The (S)-TA HBV from Burkholderia vietnamiensis was found to have a broad substrate profile. Especially, it catalyzed the amino transfer of (S)-1-methylbenzylamine to ethyl acetoacetate, ethyl propionylacetate and levulinic acid to afford the corresponding (S)-configurated amino acids or esters with 99% ee. It was the first time to report that optically pure (S)-3-aminopentanoic acid ethyl ester and (S)-4-aminovaleric acid were produced with transaminase as catalyst.

In the kinetic resolution of racemic amines using HBV as catalyst and glyoxylate as amino acceptor, optically pure amines were obtained.   

The five new (R)-TAs (HFO, HNH, HTA, HTR and HTV) were from Fusarium oxysporum, Nectria haematococca, Trichoderma atroviride, Trichoderma reesei and Trichoderma virens, respectively. The (R)-TAs showed activity toward a series of keto acids and keto esters including pyruvic acid, 2-oxobutyric acid, 2-ketovaleric acid, 3-mercaptopyruvate, ethyl acetoacetate, ethyl propionylacetate and levulinic acid. All of the corresponding products were unnatural amino acids or esters (ee>99%).

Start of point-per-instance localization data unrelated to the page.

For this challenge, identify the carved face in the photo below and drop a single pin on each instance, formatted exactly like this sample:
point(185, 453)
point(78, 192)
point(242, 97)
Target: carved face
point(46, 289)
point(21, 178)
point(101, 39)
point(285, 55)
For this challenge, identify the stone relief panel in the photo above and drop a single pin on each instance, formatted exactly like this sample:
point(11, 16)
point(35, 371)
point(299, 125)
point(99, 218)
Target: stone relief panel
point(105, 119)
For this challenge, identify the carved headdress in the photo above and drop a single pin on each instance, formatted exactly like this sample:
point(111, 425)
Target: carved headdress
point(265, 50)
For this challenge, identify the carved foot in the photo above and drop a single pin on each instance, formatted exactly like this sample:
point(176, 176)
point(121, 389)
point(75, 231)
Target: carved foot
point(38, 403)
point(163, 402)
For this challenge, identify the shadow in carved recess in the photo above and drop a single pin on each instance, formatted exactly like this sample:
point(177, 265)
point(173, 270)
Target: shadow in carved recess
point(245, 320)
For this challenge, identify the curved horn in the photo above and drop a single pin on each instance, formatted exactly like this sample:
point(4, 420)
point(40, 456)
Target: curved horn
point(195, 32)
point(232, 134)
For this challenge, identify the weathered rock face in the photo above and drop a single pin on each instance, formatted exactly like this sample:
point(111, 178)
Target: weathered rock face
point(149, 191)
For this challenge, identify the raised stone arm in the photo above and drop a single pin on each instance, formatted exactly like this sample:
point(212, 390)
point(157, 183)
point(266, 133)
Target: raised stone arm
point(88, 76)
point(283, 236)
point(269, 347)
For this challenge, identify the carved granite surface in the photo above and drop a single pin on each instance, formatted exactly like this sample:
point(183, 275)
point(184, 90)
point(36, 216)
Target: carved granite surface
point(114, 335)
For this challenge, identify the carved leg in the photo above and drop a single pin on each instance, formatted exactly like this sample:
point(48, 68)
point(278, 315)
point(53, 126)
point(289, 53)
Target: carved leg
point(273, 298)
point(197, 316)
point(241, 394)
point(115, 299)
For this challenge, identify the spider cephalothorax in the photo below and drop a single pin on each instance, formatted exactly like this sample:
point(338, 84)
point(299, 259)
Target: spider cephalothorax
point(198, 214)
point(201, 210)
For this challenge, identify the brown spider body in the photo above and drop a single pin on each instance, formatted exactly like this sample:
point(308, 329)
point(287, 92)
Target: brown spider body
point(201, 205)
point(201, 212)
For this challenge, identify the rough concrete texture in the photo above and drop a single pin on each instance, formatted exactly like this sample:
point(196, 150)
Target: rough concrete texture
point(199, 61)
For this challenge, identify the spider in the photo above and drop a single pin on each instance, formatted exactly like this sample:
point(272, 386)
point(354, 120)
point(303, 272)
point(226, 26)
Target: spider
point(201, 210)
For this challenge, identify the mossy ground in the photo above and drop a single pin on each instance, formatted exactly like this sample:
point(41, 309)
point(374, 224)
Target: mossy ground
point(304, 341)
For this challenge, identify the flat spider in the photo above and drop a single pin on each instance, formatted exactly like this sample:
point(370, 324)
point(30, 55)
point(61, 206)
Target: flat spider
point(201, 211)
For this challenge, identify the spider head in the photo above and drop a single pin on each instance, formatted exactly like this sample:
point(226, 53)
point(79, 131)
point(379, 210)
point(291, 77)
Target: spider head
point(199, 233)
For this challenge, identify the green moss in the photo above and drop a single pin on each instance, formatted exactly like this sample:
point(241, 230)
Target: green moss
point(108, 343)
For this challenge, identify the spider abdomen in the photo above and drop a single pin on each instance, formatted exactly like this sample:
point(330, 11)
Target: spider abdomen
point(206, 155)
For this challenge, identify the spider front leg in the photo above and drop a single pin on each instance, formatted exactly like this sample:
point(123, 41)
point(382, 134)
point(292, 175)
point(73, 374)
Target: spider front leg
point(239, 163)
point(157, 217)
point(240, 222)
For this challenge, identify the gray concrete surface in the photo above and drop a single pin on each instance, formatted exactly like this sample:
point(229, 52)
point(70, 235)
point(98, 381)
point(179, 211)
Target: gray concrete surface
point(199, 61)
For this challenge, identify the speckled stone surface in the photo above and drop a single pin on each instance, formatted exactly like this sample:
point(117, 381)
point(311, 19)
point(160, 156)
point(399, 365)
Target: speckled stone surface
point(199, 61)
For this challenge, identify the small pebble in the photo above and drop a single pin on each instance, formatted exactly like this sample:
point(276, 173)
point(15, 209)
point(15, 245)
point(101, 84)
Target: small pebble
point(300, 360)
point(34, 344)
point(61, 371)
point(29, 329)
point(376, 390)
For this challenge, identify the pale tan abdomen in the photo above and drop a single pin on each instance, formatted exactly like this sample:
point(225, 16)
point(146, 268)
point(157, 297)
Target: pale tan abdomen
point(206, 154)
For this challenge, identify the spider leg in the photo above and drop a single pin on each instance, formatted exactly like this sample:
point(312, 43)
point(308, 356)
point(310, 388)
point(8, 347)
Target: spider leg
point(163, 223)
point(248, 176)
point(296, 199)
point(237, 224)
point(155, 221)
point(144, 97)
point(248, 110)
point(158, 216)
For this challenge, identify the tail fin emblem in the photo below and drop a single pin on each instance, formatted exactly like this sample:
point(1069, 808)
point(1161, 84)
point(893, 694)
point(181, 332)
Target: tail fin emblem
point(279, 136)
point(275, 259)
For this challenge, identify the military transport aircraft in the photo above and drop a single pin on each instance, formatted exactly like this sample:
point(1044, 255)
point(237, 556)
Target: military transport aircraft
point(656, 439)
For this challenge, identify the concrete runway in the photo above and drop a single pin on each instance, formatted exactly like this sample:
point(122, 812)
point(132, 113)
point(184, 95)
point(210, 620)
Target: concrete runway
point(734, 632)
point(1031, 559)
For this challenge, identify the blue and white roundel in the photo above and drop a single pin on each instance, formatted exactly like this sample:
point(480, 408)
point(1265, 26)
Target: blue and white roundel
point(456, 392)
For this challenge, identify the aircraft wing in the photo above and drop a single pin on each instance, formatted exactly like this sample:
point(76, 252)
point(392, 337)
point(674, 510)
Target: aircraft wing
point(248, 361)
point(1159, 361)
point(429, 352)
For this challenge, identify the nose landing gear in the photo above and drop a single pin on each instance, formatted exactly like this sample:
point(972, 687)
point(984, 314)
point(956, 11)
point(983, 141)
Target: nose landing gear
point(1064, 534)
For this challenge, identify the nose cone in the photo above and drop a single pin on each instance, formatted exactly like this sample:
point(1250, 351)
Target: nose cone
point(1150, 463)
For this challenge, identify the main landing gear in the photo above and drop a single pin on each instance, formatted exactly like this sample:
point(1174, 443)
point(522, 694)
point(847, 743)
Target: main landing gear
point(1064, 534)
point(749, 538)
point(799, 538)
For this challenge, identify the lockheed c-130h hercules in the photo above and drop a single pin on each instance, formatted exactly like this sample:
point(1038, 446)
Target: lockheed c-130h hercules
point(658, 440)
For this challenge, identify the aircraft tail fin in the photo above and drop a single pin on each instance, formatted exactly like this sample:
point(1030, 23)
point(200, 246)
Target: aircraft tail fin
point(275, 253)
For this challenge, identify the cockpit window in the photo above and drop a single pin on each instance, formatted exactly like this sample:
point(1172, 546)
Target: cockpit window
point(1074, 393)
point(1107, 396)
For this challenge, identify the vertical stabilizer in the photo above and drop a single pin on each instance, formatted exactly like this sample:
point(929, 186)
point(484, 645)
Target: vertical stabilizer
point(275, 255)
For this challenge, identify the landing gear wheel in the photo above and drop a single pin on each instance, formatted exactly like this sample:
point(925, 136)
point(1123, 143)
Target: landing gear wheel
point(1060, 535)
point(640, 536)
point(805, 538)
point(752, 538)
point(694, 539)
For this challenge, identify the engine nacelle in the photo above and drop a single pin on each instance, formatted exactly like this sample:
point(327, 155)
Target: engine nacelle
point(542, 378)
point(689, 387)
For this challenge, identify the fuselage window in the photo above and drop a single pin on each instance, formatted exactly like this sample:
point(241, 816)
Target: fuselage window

The feasibility of (R)-TAs (HFO and HTR) for the kinetic resolution of racemic amines was tested with pyruvate (40 mM) as amino accepter. All the racemic amines (50 mM) tested were successfully resolved and optically pure (S)-enantiomers (ee>99%) were obtained with good conversions. The lyophilized crude cell-free extract of HFO showed high thermostability in organic solvent (ethyl acetate), 95% catalytic activity remained after incubation at 60 °C for 5 h. The lyophilized enzyme powder (HFO) can efficiently catalyze the asymmetric amination in organic solvent.

The research articles entitled “Characterization of (R)-selective amine transaminases identified by in silico motif sequence blast” and “Substrate profile of an ω-transaminase from Burkholderia vietnamiensis and its potential for the production of optically pure amines and unnatural amino acids” were published in Applied Microbiology and Biotechnology and Journal of Molecular Catalysis B: Enzymatic. Two Chinese patents were applied (201310556932.X and 201310556825.7).

This research were supported by the National Basic Research Program of China (973 Program, No. 2011CB710801), National Natural Science Foundation of China (grant no. 21072151) and the CAS Special Grant for Postgraduate Research, Innovation and Practice (grant no. Y2J8041021).